For an active/active cluster it is very important to renew subscription services for both cluster members for your subscription services to remain effective.
When the Support subscription expires:
- You cannot upgrade or reinstall Fireware OS on your device, even if it is a Fireware OS version that was released before the Support expiration date.
- WatchGuard does not provide telephone and web-based support, software updates and enhancements, or hardware replacement (RMA).
- Dimension will not accept log messages for the device
- All other functionality, including VPN features, Traffic Monitor and Log Server logging, and management functions, continue to operate.
- You can manage your device and save configuration changes to your device from Policy Manager or the Web UI.
- You can save a backup image of your configuration from Policy Manager or the Web UI.

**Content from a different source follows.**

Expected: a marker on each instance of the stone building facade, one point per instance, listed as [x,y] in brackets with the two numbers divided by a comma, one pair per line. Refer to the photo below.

Synchronize Subscription Renewals
If you have many subscriptions with different expiration dates, your WatchGuard reseller can create a custom renewal quote that synchronizes the renewal dates for multiple subscription services. Contact WatchGuard or your WatchGuard reseller for details.
XCS Services Expiration
The WatchGuard XCS device sends notification messages to the administrator at 90, 60, 30, 7, 2, and 1 days before a feature key expires. To make sure your XCS device operates with full functionality, update your feature key before the expiration date.
When a WatchGuard XCS device feature key expires, the device continues to process and deliver mail, but expired features do not scan or perform actions on messages. Also, you do not receive software and Anti-Spam updates from Security Connection.
For example, if the Anti-Virus scanning feature key expires, the XCS device continues to process mail, but the messages are not scanned for viruses.